The field experience part of social work is crucial to the major, Kuhlmann explained.
“It’s a more realistic experience of what being a social worker is going to be like,” he said.
Starting with the first year, students are sent off campus to visit various social work agencies for paper writing. Sophomore year includes 15-20 hours of observation. By spring of junior year, students are shadowing supervisors in real agencies, and by senior year, students are interning for two eight-hour days a week, both semesters.
Yet the classroom is not completely left behind. Juniors and seniors must still attend class the other three days of the week. And do the classes ease up on account of the field experience.
“Social work is often called the paper major because you write and write and write and write,” Kuhlmann said, adding that one professor required 11 short papers written on a weekly basis.
Senior Katie Castle works with refugees at the Nationality Service Center in central Philadelphia, helping them to get social security and find jobs. Castle puts in 16 hours a week at the agency. This, combined with classes, can be quite taxing.
“It’s hard to feel like you’re still at college when you’re doing something off campus all week,” Castle said. “It definitely cuts down on time with friends and extracurricular activities.”
Junior Rachel Hinton, who shadows at Children and Youth Services in Upper Darby, agreed that the bouncing between class and field is tough.
“It’s really weird, especially being an RA,” Hinton said. “People come to me with their problems and I think ‘big deal–this is nothing compared to what I saw today.’ It’s just a clashing of worlds.”
Yet to Kuhlmann, tired students like Castle and Hinton are proof of their own learning.
“Real learning is a profoundly uncomfortable experience because it requires that you give up something, that you relinquish what you think you know,” Kuhlmann said.

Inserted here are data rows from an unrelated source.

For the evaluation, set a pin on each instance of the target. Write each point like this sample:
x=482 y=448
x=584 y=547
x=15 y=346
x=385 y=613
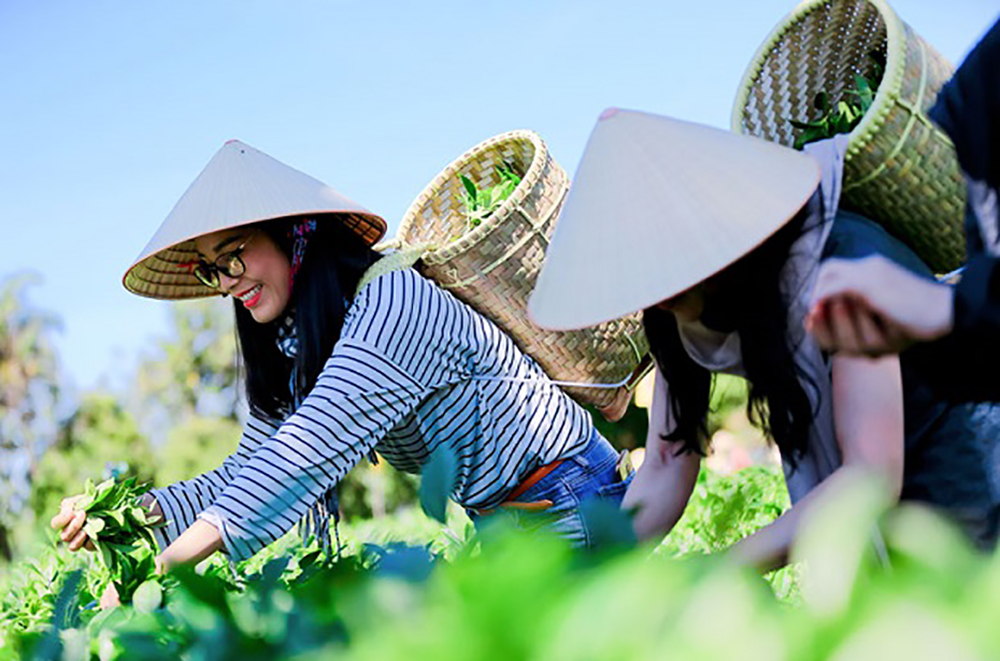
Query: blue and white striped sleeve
x=358 y=398
x=181 y=502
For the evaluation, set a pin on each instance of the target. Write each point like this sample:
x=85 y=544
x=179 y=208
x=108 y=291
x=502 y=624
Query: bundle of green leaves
x=479 y=204
x=121 y=530
x=847 y=113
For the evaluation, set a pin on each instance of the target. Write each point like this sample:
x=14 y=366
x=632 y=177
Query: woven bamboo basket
x=900 y=169
x=493 y=267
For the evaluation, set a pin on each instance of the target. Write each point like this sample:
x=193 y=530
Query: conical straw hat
x=658 y=205
x=240 y=185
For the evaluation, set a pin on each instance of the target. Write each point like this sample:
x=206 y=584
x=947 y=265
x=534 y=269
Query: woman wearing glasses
x=338 y=366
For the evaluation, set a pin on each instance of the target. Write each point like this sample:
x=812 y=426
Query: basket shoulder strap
x=402 y=258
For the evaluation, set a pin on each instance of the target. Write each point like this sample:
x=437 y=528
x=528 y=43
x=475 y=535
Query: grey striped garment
x=414 y=369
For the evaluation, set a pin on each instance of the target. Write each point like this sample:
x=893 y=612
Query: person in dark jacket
x=872 y=306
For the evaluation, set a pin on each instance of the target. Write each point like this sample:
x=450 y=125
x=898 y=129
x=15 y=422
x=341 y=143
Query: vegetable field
x=406 y=587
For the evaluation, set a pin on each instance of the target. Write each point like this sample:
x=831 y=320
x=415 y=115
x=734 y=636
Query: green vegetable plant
x=479 y=204
x=846 y=114
x=121 y=530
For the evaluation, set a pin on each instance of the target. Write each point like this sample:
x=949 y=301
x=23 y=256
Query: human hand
x=874 y=307
x=109 y=598
x=70 y=522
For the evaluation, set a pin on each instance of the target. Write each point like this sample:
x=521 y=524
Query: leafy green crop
x=479 y=204
x=927 y=594
x=846 y=114
x=121 y=529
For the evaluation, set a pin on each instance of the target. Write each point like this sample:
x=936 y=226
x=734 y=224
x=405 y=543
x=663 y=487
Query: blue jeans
x=592 y=473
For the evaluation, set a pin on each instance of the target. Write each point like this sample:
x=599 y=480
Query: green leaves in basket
x=847 y=114
x=121 y=529
x=479 y=204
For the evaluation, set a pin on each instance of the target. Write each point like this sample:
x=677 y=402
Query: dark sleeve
x=964 y=365
x=968 y=109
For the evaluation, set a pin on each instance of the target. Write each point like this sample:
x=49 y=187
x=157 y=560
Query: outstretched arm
x=662 y=486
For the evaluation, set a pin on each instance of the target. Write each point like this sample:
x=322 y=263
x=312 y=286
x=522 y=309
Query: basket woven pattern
x=900 y=169
x=493 y=267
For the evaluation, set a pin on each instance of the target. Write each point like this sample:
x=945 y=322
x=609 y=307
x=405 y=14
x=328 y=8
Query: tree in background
x=195 y=446
x=192 y=372
x=29 y=392
x=98 y=441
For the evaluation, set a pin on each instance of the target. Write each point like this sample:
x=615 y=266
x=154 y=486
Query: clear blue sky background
x=108 y=110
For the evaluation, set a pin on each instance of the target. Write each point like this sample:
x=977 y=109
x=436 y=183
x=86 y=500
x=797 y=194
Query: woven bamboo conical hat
x=657 y=206
x=239 y=186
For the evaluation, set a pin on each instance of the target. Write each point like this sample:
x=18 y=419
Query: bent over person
x=341 y=361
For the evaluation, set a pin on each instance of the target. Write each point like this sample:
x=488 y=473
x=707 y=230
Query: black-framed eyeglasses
x=228 y=263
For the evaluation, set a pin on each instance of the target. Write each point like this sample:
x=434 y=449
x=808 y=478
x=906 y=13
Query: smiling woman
x=339 y=365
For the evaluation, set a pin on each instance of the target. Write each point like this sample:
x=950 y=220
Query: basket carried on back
x=493 y=267
x=900 y=169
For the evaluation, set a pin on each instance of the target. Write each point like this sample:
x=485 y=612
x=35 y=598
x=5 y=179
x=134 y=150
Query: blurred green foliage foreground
x=874 y=584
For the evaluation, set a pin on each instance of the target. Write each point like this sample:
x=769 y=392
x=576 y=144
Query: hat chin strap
x=299 y=233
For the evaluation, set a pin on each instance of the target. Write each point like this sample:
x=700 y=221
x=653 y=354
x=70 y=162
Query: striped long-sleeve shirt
x=414 y=369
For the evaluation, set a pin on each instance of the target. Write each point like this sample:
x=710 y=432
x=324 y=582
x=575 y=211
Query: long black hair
x=332 y=265
x=749 y=301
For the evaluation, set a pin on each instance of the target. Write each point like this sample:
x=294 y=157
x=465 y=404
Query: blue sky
x=110 y=109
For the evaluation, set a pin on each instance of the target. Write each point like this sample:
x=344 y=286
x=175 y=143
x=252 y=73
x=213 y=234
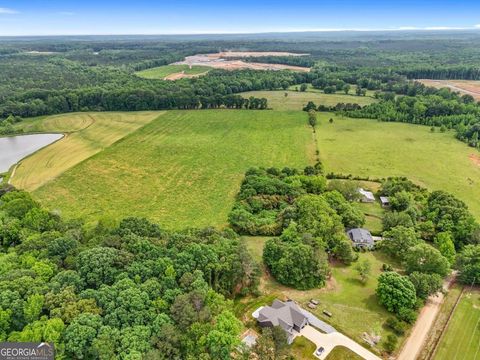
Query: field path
x=86 y=134
x=412 y=347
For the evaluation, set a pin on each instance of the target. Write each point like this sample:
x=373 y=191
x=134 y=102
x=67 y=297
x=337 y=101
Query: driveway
x=424 y=323
x=329 y=341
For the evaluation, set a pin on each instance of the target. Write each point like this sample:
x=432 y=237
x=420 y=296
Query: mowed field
x=86 y=135
x=470 y=87
x=353 y=304
x=296 y=100
x=182 y=169
x=461 y=341
x=378 y=149
x=164 y=72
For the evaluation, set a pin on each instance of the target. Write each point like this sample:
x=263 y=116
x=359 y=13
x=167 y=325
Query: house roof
x=367 y=194
x=360 y=236
x=286 y=314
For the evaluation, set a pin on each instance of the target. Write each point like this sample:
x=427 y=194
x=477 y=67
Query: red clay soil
x=475 y=158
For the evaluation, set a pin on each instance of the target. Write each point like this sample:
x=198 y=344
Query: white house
x=367 y=196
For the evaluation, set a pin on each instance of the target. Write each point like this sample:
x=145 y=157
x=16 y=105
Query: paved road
x=329 y=341
x=424 y=323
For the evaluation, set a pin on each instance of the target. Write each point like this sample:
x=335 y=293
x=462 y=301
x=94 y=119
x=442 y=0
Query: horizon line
x=290 y=31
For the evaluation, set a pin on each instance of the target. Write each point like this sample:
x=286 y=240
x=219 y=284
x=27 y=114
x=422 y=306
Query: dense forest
x=50 y=75
x=128 y=290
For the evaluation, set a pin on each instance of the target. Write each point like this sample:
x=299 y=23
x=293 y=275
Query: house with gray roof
x=361 y=238
x=288 y=315
x=384 y=200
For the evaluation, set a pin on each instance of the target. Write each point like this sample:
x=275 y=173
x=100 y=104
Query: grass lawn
x=297 y=100
x=373 y=216
x=461 y=339
x=86 y=135
x=370 y=148
x=302 y=348
x=255 y=245
x=163 y=71
x=342 y=353
x=353 y=304
x=182 y=169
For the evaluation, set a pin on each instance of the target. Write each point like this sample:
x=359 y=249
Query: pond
x=15 y=148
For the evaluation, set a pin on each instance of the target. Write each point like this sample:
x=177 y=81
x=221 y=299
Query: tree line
x=127 y=289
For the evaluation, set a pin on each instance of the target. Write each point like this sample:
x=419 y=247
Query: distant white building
x=385 y=201
x=361 y=238
x=367 y=196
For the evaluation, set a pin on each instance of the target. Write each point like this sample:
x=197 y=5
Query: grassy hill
x=86 y=135
x=296 y=100
x=369 y=148
x=182 y=169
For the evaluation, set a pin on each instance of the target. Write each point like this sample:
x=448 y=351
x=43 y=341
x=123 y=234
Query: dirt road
x=415 y=341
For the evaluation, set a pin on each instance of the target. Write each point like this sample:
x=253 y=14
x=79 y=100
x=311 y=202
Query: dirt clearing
x=475 y=158
x=224 y=60
x=470 y=87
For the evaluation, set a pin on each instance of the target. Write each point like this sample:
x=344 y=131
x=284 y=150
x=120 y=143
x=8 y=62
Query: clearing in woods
x=182 y=169
x=173 y=72
x=296 y=100
x=461 y=340
x=86 y=135
x=470 y=87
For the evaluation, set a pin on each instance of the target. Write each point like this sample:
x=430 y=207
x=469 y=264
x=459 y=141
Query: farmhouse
x=385 y=201
x=367 y=196
x=361 y=238
x=287 y=315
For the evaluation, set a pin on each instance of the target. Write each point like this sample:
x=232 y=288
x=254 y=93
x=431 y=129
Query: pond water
x=15 y=148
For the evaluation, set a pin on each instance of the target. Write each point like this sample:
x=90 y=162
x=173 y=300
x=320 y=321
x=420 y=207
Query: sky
x=97 y=17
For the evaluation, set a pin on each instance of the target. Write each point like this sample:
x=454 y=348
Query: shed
x=361 y=238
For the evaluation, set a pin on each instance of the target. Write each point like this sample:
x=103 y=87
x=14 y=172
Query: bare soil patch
x=181 y=75
x=224 y=60
x=475 y=158
x=470 y=87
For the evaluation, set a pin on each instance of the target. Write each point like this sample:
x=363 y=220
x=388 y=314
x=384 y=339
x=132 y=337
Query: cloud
x=8 y=11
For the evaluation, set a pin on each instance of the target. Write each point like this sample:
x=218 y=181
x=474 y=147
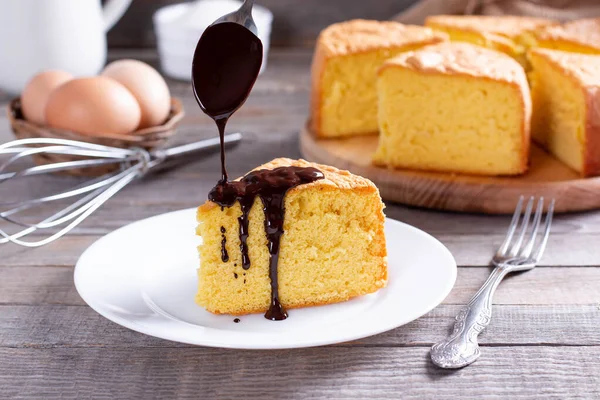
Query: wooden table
x=544 y=339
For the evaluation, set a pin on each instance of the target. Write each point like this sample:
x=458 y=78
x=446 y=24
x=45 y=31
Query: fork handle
x=461 y=348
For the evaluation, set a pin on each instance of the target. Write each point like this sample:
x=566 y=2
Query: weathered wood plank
x=334 y=373
x=76 y=326
x=576 y=285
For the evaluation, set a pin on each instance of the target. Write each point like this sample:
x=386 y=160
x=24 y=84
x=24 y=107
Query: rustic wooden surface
x=543 y=341
x=546 y=177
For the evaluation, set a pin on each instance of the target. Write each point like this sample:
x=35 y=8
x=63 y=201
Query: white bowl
x=177 y=42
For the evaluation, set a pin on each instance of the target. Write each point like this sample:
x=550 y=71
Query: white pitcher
x=53 y=34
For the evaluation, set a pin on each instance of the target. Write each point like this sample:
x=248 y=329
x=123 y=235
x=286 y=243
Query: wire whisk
x=129 y=165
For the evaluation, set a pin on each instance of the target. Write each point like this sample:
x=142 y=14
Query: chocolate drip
x=271 y=187
x=225 y=66
x=226 y=63
x=224 y=254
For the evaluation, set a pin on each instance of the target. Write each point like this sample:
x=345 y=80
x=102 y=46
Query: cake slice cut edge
x=344 y=68
x=333 y=247
x=566 y=114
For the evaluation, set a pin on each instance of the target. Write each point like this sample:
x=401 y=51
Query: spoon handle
x=248 y=4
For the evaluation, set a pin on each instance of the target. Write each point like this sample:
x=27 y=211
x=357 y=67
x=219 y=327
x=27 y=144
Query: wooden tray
x=491 y=195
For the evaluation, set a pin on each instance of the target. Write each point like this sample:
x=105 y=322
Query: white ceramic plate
x=143 y=276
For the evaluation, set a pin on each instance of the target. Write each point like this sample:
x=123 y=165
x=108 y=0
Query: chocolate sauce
x=271 y=187
x=226 y=63
x=225 y=66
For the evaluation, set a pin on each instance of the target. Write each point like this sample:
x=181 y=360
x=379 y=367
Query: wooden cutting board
x=491 y=195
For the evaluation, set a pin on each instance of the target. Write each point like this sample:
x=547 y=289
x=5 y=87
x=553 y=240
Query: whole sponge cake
x=579 y=36
x=508 y=34
x=566 y=114
x=347 y=56
x=454 y=107
x=332 y=249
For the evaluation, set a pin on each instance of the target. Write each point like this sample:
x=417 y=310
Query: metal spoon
x=243 y=16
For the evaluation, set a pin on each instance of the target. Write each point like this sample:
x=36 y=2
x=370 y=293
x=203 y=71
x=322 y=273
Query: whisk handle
x=164 y=157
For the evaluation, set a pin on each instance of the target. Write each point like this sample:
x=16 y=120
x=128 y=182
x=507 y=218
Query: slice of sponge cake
x=332 y=249
x=454 y=107
x=508 y=34
x=565 y=89
x=347 y=55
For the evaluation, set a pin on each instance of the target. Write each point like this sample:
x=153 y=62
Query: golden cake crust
x=360 y=36
x=584 y=32
x=584 y=70
x=508 y=26
x=334 y=178
x=461 y=59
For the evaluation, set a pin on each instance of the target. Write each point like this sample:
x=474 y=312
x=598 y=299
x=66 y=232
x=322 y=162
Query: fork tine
x=511 y=228
x=539 y=210
x=524 y=224
x=540 y=251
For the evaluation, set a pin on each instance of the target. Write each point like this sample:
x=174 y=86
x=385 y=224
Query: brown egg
x=36 y=93
x=147 y=86
x=93 y=106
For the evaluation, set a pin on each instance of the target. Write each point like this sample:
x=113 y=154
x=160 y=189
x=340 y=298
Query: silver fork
x=461 y=348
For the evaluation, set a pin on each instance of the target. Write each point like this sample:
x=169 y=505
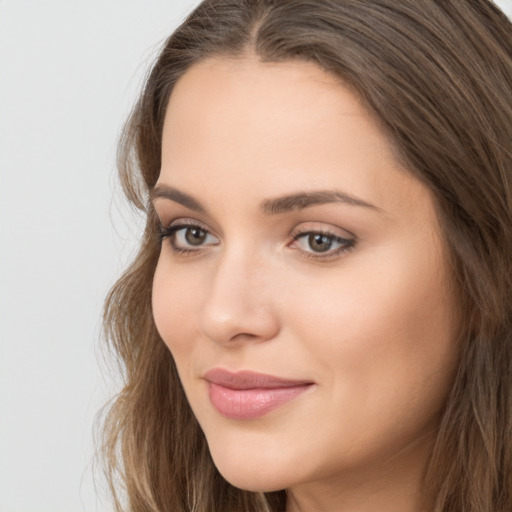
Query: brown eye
x=195 y=235
x=319 y=242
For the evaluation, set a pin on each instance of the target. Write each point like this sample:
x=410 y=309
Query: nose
x=238 y=304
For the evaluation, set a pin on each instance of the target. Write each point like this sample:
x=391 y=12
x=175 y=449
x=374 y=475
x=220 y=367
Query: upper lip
x=250 y=380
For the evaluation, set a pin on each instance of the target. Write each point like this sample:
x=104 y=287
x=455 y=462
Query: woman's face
x=302 y=285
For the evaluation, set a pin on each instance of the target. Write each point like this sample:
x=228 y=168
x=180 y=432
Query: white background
x=69 y=72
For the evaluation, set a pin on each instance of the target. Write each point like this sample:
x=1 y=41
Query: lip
x=249 y=395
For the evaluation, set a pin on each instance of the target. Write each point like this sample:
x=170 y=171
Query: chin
x=251 y=473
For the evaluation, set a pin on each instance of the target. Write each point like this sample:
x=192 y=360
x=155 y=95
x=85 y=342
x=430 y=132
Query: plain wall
x=69 y=71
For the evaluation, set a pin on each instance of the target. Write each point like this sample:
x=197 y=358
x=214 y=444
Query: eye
x=186 y=238
x=317 y=244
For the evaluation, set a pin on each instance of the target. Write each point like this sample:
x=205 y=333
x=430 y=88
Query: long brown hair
x=438 y=76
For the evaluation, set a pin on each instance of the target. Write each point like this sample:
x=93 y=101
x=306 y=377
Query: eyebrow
x=276 y=206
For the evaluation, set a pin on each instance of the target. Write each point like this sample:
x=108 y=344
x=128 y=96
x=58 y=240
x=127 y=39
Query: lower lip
x=248 y=404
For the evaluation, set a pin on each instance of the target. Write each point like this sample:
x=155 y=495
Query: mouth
x=248 y=395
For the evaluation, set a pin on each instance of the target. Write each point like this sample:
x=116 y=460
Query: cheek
x=173 y=299
x=383 y=328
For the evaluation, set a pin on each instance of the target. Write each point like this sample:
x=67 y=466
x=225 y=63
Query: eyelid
x=346 y=243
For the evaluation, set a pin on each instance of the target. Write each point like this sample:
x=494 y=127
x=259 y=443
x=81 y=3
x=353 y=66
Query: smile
x=249 y=395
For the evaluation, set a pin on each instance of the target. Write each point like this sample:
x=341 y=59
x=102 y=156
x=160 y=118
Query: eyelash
x=345 y=244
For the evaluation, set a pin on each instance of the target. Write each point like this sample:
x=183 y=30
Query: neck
x=391 y=485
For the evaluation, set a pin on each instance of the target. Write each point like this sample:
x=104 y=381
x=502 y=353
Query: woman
x=318 y=317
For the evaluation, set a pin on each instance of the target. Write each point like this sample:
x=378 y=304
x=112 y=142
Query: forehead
x=265 y=128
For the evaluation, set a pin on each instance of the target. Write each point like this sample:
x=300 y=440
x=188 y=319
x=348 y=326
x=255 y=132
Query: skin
x=373 y=326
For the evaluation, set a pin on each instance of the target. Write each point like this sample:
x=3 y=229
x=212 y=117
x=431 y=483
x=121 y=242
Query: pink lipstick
x=247 y=395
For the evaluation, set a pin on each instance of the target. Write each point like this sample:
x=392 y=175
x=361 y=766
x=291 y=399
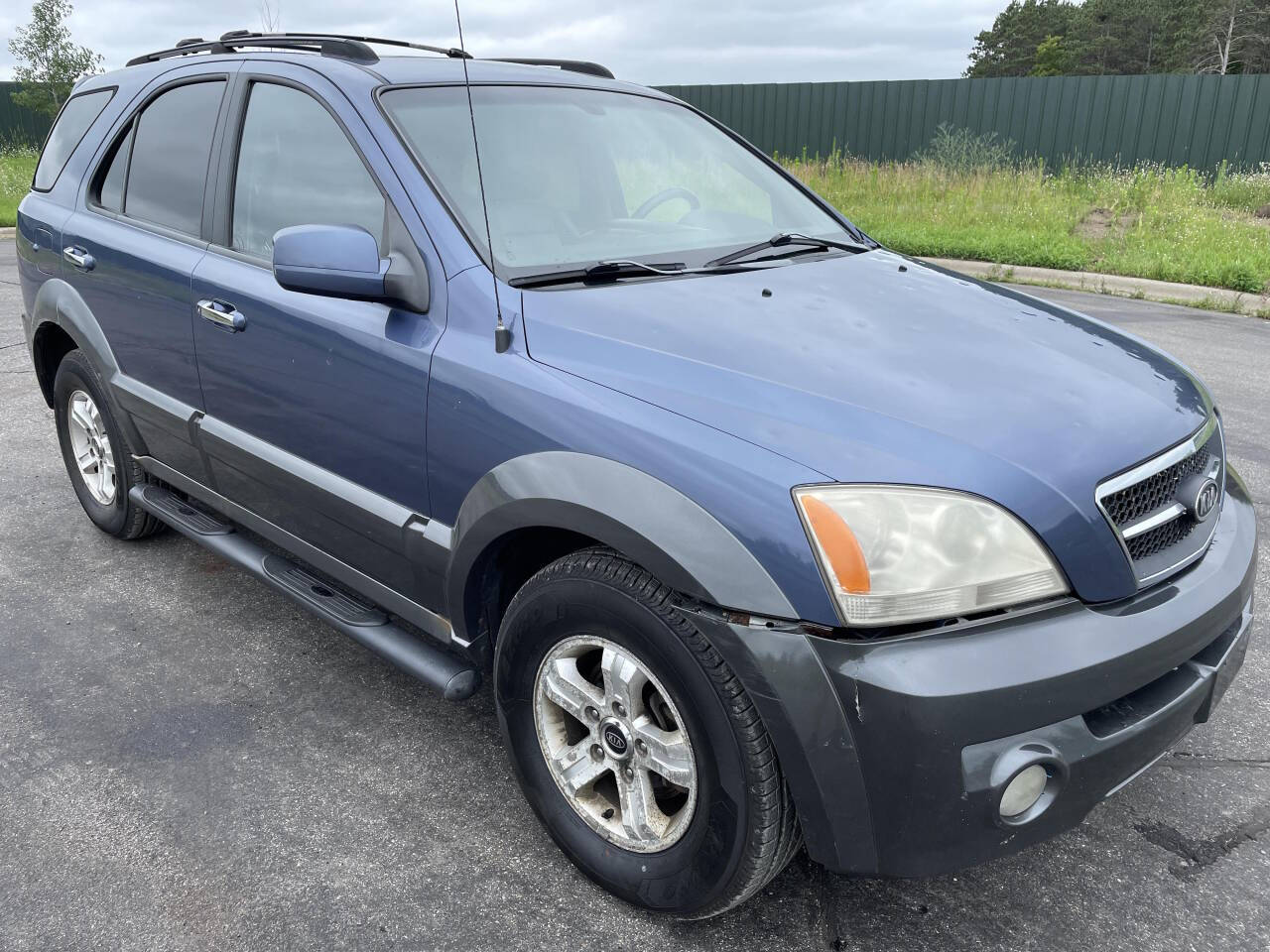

While the field learning is unique, Kuhlmann emphasized the need for it to be paired with classroom learning.
“There’s something about the interplay of the intellectual to the hands-on that ultimately makes a social worker at the end of four years,” he said.
Field education director Dr. Sandra Bauer agreed.
“Sometimes a student says ‘I don’t know how to do that,’ but then a crisis arises, and sure enough, they know how to deal with it, how to put themselves in the person’s shoes,” Bauer said.
Bauer is fully understanding of interns like Castle who meet with real clients who have real problems.
“I admit it can be a little scary,” Bauer said. “That’s why we have a seminar class that goes with it.” The class acts as a debriefing room, where students can share problems, concerns and advice with one another.
As well as facilitating these classes, Bauer places juniors and seniorss in their agencies and visits them regularly there.
“The thing to do is match [the agency with] where the students sees some of their gifts and talents as well as where God’s leading them to go,” Bauer said.
She facilitates informative class meetings followed by individual meetings to figure out a student’s interests and match them with one of the 200+ agencies in the Delaware Valley area.
“We bend over backward to involve student choices and preferences in the placement process,” Kuhlmann said.
Before even imagining a field placement for junior year, a sophomore following the social work track must first apply for admission into the major. The application process is reputably rigorous, as it requires three references, five essay questions, a health screening and an hour-long interview with an unfamiliar social work professor.
There is a reason for the application’s reputation.
“When students graduate from Eastern University with a major in social work, they are social workers, qualified to perform social work,” Kuhlmann explained. “We [faculty] are the gatekeepers; we’re the last line of protection to clients who have problems out there.”
Hinton recognizes this gravity.
“These are real people,” Hinton said of the child abuse clients she works with. “The choices I make and skills I use, whether I use them well or poorly, are going to affect these people’s lives.”
According to Bauer, the skills that Eastern’s program teaches qualify its seniors for an advanced standing, allowing them to jump immediately to their second year of the master’s program if they so choose.
Castle agreed about the value the field experience gives to her future career.
“Eastern’s always been good at broadening horizons within the classroom,” Castle said, “but when you can actually be out there and see it and bring it back to Eastern, it can be much more of an educational experience because it adds a whole new dimension to whatever you’re learning.”